《唐志》乃并《史通》、《文章龜鑒》、《史漢異義》為一類,遂為鄭略、馬《考》諸子之通規。《鄭志》以《史通》入通史類,以《雕龍》入《文集》類。夫漁仲校讎,義例最精,猶舛誤若此,則俗學之傳習已久也。
充其義例,則魏文《典論》,葛洪《史鈔》,張騭《文士傳》,《典論。論文》如《雕龍》,《史鈔》如《史漢異義》,《文士傳》如《文章龜鑒》,類皆相似。亦當混合而入總集矣,史部子部之目何得而分之?《典論》,子類也;《史鈔》、《文士傳》,史類也。其例之混實由文集難定專門,而似者可亂真也。
著錄既無源流,作者標題,遂無定法。郎蔚之《諸州圖經集》,則史部地理而有集名矣;《隋志》所收。王方慶《寶章集》,則經部小學而有集名矣;《唐志》所收。玄覺《永嘉集》,則子部釋家而有集名矣。《唐志》所收。百家雜藝之末流,識既庸暗,文復鄙俚,或抄撮古人,或自明小數,本非集類,而紛紛稱集者,何足勝道?雖曾氏《隆平集》,亦從流俗,當改為傳志,乃為相稱。然則三集既興,九流必混,學術之迷,豈特黎丘有鬼,歧路亡羊而已耶?

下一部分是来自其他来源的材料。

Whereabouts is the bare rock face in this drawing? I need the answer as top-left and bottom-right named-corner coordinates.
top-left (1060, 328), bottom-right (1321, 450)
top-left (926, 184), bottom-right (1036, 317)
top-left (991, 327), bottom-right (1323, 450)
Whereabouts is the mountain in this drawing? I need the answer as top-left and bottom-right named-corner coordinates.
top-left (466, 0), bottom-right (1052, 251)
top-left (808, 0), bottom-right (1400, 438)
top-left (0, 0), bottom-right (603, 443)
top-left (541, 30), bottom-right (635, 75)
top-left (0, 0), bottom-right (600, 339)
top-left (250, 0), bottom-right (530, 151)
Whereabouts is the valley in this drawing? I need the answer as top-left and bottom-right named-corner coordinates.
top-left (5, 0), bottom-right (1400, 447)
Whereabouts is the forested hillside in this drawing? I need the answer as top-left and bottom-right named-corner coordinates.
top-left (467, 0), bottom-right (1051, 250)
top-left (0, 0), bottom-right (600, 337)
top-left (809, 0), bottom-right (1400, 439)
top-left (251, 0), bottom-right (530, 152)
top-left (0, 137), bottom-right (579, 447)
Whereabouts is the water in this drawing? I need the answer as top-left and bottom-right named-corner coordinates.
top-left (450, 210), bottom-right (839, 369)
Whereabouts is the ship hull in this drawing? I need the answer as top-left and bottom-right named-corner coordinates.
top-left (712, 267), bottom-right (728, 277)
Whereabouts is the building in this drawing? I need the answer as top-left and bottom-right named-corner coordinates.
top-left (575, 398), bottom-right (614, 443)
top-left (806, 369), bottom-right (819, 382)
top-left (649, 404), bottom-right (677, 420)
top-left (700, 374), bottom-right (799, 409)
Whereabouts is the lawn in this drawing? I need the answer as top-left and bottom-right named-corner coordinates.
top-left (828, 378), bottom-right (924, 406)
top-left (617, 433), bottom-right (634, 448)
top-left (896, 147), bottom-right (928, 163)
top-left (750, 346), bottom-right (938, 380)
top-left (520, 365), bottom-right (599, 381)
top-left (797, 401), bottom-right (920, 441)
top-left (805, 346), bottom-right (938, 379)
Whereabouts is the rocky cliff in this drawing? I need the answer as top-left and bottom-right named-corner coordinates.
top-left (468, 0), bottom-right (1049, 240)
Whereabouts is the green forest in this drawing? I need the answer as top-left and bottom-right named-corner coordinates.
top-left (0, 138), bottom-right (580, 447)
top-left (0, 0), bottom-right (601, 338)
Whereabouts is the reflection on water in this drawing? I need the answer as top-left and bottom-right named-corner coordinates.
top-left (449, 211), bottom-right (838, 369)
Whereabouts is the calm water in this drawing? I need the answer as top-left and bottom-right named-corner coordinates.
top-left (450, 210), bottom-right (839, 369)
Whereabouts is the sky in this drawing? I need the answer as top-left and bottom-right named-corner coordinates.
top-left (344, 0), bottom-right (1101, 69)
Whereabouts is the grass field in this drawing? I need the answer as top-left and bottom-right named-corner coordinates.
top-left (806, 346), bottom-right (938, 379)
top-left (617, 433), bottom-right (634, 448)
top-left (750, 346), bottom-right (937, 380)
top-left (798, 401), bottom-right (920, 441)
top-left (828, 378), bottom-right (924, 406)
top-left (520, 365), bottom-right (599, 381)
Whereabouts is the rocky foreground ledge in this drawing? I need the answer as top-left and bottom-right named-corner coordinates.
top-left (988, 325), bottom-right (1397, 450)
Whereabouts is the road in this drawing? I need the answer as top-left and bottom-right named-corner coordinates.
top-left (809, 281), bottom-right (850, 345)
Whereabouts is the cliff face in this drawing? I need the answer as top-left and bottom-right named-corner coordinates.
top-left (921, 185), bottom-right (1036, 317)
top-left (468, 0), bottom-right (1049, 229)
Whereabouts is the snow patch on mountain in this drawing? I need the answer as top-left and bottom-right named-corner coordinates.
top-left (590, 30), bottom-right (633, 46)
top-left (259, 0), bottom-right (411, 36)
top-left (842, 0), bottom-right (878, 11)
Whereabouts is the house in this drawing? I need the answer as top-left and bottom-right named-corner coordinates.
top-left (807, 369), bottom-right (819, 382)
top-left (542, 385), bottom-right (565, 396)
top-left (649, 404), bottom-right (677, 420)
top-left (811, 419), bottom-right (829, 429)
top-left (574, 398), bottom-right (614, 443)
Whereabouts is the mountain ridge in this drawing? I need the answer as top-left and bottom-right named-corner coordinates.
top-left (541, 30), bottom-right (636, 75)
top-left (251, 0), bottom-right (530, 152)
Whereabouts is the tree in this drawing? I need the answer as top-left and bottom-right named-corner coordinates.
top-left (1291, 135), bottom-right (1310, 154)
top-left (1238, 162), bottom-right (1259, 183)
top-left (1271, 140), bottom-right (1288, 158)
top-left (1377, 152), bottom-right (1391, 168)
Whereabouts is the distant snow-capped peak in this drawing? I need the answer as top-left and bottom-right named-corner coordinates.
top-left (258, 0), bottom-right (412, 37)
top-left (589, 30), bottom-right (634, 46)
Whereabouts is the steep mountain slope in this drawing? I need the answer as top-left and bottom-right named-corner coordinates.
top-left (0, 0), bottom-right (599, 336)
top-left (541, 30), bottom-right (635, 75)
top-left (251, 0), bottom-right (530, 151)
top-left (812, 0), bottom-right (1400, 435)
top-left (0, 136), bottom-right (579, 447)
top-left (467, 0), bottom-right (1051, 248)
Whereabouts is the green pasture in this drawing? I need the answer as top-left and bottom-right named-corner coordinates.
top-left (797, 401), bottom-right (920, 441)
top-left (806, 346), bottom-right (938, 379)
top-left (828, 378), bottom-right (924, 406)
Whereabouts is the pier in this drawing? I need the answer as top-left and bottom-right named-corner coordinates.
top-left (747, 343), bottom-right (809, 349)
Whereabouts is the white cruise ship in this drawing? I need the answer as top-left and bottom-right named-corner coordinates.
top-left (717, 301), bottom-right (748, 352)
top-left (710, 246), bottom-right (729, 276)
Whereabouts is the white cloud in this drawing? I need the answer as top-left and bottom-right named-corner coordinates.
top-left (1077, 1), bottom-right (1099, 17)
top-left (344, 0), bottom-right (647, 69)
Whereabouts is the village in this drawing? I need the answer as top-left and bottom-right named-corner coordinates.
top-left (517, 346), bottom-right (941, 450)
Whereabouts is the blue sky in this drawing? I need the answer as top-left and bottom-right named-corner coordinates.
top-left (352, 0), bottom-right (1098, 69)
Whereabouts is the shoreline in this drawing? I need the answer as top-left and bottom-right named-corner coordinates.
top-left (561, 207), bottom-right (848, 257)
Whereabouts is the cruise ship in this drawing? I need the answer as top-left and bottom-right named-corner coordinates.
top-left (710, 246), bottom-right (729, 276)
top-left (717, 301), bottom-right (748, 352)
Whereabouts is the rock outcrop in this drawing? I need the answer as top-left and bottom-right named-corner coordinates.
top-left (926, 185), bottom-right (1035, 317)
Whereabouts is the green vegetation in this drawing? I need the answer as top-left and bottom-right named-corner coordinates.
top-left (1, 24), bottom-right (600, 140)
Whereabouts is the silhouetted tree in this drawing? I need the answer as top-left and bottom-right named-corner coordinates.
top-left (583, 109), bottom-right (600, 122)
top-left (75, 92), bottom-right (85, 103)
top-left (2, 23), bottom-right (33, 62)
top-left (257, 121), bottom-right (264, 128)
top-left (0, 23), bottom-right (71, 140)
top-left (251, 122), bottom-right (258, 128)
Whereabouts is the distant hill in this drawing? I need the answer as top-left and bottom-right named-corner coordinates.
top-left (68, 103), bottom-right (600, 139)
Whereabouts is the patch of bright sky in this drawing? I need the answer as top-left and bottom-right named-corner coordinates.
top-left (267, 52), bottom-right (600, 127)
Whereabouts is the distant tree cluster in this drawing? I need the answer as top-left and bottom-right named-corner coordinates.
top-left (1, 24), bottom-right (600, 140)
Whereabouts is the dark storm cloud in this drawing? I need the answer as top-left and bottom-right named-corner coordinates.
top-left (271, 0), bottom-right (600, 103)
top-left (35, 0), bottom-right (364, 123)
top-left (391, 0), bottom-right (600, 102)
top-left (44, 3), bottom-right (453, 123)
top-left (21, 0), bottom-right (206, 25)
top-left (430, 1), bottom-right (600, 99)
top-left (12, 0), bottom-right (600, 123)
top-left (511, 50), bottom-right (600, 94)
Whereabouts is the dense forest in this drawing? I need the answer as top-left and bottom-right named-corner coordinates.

篇卷《易》曰:“艮其輔,言有序。”《詩》曰:“出言有章。”古人之于言,求其有章有序而已矣。著之于書,則有簡策。標其起訖,是曰篇章。孟子曰:“吾于《武城》,取二三策而已矣。”是連策為篇之證也。《易。大傳》曰:“二篇之冊,萬有一千五百二十。”是首尾為篇之證也。左氏引《詩》,舉其篇名,而次第引之,則曰某章云云。是篇為大成,而章為分闋之評也。
要在文以足言,成章有序,取其行遠可達而已。篇章簡策,非所計也。后世文字繁多,爰有校讎之學。而向、歆著錄,多以篇卷為計。大約篇從竹簡,卷從縑素,因物定名,無他義也。而縑素為書,后于竹簡,故周、秦稱篇,入漢始有卷也。第彼時竹素并行,而名篇必有起訖;卷無起訖之稱,往往因篇以為之卷。
故《漢志》所著幾篇,即為后世幾卷,其大較也。然《詩經》為篇三百,而為卷不過二十有八;《尚書》、《禮經》,亦皆卷少篇多,則又知彼時書入縑素,亦稱為篇。篇之為名,專主文義起訖,而卷則系乎綴帛短長;此無他義,蓋取篇之名書,古于卷也。故異篇可以同卷,而分卷不聞用以標起訖。至班氏《五行》之志,《元后》之傳,篇長卷短,則分子卷。
是篇不可易,而卷可分合也。嗣是以后,訖于隋、唐,書之計卷者多,計篇者少。著述諸家所謂一卷,往往即古人之所謂一篇,則事隨時變,人亦出于不自知也。惟司馬彪《續后漢志》,八篇之書,分卷三十,割篇徇卷,大變班書子卷之法,作俑唐、宋史傳,失古人之義矣。《史》、《漢》之書,十二本紀、七十列傳、八書、十志之類,但舉篇數,全書自了然也。《五行志》分子卷五,《王莽傳》分子卷三,而篇目仍合為一,總卷之數,仍與相符。
是以篇之起訖為主,不因卷帙繁重而茍分也。自司馬彪以八志為三十卷,遂開割篇徇卷之例。篇卷混淆,而名實亦不正矣。歐陽《唐志》五十,其實十三志也;年表十五,其實止四表也。《宋史》列傳二百五十有五,《后妃》以一為二,《宗室》以一為四,李綱一人傳分二卷;再并《道學》、《儒林》,以至《外國》、《蠻夷》之同名異卷,凡五十余卷;其實不過一百九十余卷耳。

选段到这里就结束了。